July 27, 2007
NYC Theatre Review
Written by FRANK SCHECK
As much rock concert as play, "33 to Nothing" depicts the death throes of a band. Written by Grant James Varjas - who also plays the band's songwriter and artistic leader - it captures the pathos of baby boomers who are getting too old to hold on to their rock-stardom dreams.
As we watch the band rehearse, it soon becomes clear that personal tensions are ripping them apart. Gray (Varjas), who writes their material, is drinking heavily, in part because of a breakup with lead guitarist Bri (Preston Clark) that's inspired his recent songs.
The group's affable if dim drummer, Barry (Ken Forman), fields endless phone calls from his demanding girlfriend. And married guitarist Tyler (John Good) and bassist Alex (Amanda Gruss) announce they're leaving the band and have bought a house in Jersey.
Interspersed among the emotional confrontations are songs that show off Varjas' considerable talent for pop hooks and introspective lyrics. They're good enough, in fact, to make the fictional band's lack of success all the more poignant.

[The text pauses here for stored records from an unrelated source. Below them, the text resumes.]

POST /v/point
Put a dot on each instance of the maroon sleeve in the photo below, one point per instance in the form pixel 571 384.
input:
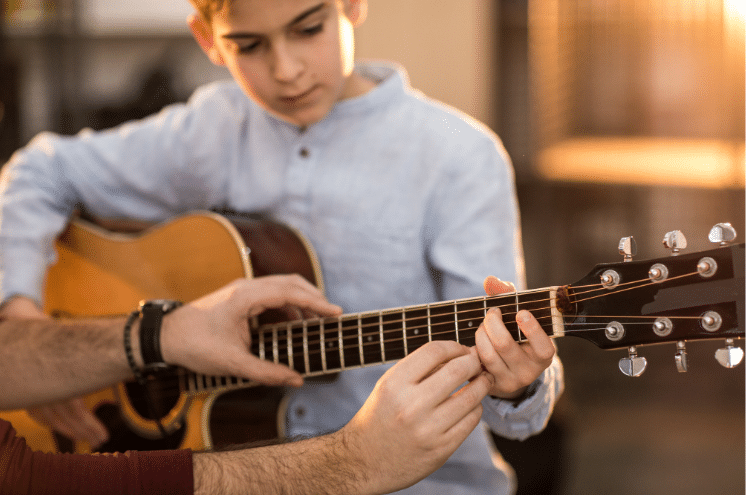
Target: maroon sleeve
pixel 23 471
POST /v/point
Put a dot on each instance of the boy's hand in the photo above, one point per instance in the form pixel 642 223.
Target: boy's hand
pixel 416 416
pixel 514 366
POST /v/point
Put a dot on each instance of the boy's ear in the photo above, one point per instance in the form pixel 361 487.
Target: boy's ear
pixel 202 33
pixel 356 11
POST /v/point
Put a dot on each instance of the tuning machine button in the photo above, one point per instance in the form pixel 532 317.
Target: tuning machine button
pixel 711 321
pixel 662 327
pixel 675 241
pixel 722 233
pixel 682 365
pixel 610 279
pixel 707 267
pixel 633 365
pixel 627 247
pixel 658 273
pixel 729 356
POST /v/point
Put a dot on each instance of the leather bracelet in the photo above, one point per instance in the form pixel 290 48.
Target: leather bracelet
pixel 128 344
pixel 150 330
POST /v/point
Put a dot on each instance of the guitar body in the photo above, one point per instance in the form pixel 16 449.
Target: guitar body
pixel 101 273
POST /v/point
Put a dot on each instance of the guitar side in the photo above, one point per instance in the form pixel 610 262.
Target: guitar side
pixel 102 273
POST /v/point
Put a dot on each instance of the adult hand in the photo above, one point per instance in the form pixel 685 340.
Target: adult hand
pixel 514 366
pixel 71 417
pixel 211 335
pixel 413 420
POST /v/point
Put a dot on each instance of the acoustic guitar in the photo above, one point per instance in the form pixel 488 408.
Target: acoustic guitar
pixel 615 306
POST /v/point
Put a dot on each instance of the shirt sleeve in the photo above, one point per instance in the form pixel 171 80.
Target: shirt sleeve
pixel 145 170
pixel 478 228
pixel 23 471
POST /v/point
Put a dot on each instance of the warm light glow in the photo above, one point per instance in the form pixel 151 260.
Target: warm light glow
pixel 735 8
pixel 646 161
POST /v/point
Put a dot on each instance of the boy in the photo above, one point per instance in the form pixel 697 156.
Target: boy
pixel 390 443
pixel 405 201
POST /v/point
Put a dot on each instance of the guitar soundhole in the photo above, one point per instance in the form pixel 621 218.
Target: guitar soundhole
pixel 245 416
pixel 152 402
pixel 122 439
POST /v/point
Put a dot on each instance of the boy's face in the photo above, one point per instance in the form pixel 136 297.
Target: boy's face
pixel 293 57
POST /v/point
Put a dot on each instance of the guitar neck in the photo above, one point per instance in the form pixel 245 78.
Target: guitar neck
pixel 329 345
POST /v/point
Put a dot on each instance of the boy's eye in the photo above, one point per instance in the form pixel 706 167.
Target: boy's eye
pixel 311 30
pixel 248 48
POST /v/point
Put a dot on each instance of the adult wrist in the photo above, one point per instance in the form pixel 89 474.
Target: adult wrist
pixel 151 321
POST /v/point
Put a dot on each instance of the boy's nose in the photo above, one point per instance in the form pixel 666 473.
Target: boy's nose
pixel 287 66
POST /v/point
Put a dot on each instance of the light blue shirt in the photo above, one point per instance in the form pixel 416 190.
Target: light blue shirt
pixel 406 201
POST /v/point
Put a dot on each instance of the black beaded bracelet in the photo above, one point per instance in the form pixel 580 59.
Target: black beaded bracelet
pixel 128 344
pixel 139 372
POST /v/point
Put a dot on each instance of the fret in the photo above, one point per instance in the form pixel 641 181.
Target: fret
pixel 322 348
pixel 558 320
pixel 305 347
pixel 331 341
pixel 360 339
pixel 418 331
pixel 380 336
pixel 351 340
pixel 518 329
pixel 429 325
pixel 392 324
pixel 262 351
pixel 455 320
pixel 441 322
pixel 341 345
pixel 275 350
pixel 372 342
pixel 540 304
pixel 468 318
pixel 289 338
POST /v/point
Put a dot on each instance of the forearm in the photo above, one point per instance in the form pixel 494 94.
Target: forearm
pixel 315 465
pixel 47 360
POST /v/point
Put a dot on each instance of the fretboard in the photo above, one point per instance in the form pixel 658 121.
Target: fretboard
pixel 329 345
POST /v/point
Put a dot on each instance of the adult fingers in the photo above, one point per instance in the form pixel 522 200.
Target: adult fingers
pixel 494 286
pixel 498 346
pixel 442 383
pixel 463 402
pixel 266 372
pixel 423 361
pixel 286 290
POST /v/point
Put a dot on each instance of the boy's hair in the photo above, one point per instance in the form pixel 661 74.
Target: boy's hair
pixel 208 7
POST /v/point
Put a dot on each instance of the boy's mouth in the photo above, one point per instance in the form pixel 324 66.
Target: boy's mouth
pixel 294 99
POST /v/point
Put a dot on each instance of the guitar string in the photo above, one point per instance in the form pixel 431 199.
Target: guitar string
pixel 333 322
pixel 283 327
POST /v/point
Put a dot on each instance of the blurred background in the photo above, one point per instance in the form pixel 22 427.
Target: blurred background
pixel 622 117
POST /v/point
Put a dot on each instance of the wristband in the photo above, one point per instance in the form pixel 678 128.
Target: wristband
pixel 150 329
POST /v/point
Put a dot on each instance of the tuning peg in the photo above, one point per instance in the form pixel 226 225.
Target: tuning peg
pixel 729 356
pixel 682 365
pixel 675 241
pixel 627 247
pixel 722 234
pixel 633 365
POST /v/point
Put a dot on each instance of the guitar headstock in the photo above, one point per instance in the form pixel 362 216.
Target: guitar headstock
pixel 678 298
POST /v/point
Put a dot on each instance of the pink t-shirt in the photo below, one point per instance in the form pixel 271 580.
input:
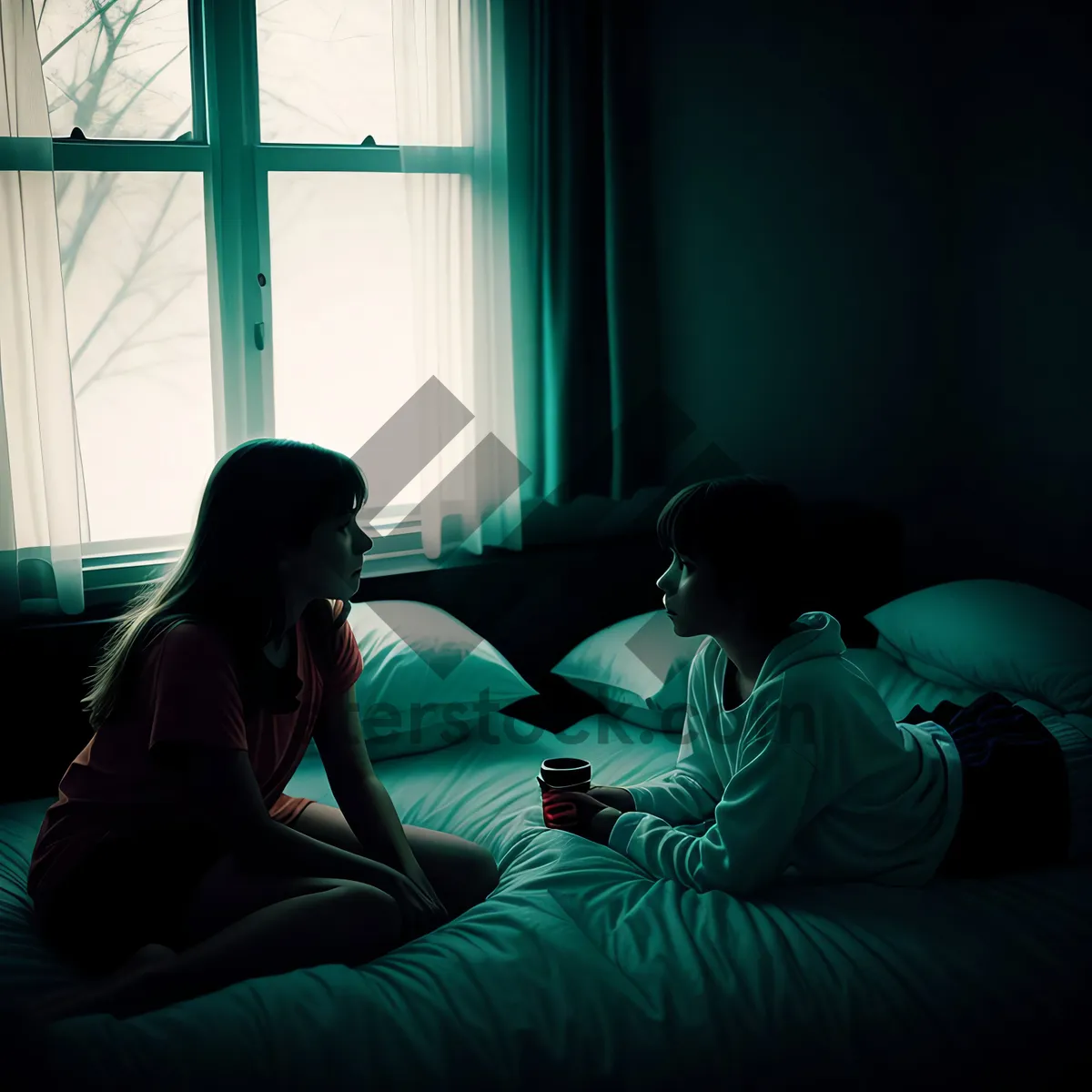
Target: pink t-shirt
pixel 187 692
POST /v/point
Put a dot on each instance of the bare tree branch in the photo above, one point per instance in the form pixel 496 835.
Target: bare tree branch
pixel 126 284
pixel 69 37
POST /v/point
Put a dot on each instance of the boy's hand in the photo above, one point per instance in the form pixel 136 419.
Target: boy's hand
pixel 614 796
pixel 581 814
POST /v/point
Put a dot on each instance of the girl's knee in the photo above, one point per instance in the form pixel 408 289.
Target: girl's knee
pixel 374 910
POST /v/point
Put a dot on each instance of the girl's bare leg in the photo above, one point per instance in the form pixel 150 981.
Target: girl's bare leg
pixel 344 923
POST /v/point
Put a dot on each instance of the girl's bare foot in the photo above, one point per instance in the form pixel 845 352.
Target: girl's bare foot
pixel 105 995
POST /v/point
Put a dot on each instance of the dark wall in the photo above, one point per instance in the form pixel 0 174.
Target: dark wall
pixel 871 221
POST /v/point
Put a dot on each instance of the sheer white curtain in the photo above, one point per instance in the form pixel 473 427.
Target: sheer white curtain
pixel 449 81
pixel 43 507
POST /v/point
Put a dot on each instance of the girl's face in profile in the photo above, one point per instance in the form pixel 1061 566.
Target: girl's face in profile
pixel 330 567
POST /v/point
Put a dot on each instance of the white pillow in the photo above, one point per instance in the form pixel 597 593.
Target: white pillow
pixel 427 678
pixel 638 669
pixel 994 634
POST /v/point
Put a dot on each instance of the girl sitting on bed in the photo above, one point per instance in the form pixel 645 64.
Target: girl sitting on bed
pixel 172 856
pixel 790 758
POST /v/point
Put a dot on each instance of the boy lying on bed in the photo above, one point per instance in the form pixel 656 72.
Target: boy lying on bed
pixel 790 757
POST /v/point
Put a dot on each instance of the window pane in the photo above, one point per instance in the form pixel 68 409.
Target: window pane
pixel 343 305
pixel 117 70
pixel 136 301
pixel 326 71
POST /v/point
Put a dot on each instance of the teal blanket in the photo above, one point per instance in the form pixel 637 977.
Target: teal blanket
pixel 581 971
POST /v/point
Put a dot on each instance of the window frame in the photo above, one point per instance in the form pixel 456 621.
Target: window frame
pixel 227 148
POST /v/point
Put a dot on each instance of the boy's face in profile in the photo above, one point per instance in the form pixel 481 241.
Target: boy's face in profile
pixel 694 598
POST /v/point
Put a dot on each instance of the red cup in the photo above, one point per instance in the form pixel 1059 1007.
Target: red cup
pixel 562 775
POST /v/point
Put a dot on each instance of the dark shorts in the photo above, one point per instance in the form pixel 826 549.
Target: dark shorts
pixel 126 893
pixel 1016 790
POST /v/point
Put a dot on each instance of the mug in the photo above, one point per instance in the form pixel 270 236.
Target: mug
pixel 562 774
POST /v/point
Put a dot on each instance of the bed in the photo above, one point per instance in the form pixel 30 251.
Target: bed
pixel 582 972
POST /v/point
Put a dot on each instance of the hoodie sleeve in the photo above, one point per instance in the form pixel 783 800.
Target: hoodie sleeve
pixel 753 827
pixel 688 793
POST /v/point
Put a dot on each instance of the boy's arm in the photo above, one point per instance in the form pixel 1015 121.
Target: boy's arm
pixel 689 793
pixel 749 844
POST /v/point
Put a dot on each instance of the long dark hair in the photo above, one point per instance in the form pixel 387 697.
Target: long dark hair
pixel 263 497
pixel 753 533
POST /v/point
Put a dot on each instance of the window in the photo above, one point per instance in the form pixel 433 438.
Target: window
pixel 235 246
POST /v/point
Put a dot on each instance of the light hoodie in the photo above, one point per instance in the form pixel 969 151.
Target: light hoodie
pixel 811 774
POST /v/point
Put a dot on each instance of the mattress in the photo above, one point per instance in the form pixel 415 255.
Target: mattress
pixel 581 969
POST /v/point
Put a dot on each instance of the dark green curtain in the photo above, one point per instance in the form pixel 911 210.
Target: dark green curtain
pixel 591 415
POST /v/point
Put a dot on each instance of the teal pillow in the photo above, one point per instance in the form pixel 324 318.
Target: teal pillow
pixel 429 681
pixel 994 634
pixel 637 669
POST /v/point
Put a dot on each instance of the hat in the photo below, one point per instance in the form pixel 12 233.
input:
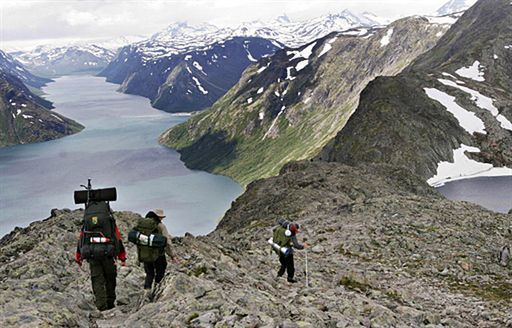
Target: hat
pixel 294 228
pixel 159 212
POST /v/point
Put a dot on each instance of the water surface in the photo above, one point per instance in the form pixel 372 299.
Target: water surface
pixel 494 193
pixel 119 148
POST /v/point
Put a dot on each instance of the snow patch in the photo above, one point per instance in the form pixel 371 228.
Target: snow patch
pixel 386 38
pixel 304 53
pixel 467 120
pixel 199 86
pixel 462 168
pixel 289 73
pixel 261 69
pixel 274 122
pixel 199 67
pixel 57 117
pixel 472 72
pixel 327 47
pixel 482 102
pixel 300 65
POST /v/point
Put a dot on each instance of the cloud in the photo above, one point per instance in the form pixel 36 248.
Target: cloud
pixel 93 19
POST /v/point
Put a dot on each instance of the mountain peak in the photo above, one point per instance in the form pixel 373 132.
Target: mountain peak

While the backstage drama is hardly original, the playwright has a good ear for comic banter, evidenced by a funny argument over whether gays make the best frontmen, and knowing allusions to bands ranging from Stryper to Coldplay.
As is often the case, "33 to Nothing" - directed by Randal Myler ("Hank Williams: Lost Highway," "Love, Janis") after a well-received run off-off-Broadway - has a better score than script, and the performers' acting and musical talents vary quite a bit.
But by the end of the evening, when the band triumphantly delivers its final number, you wish it could survive just a little bit longer.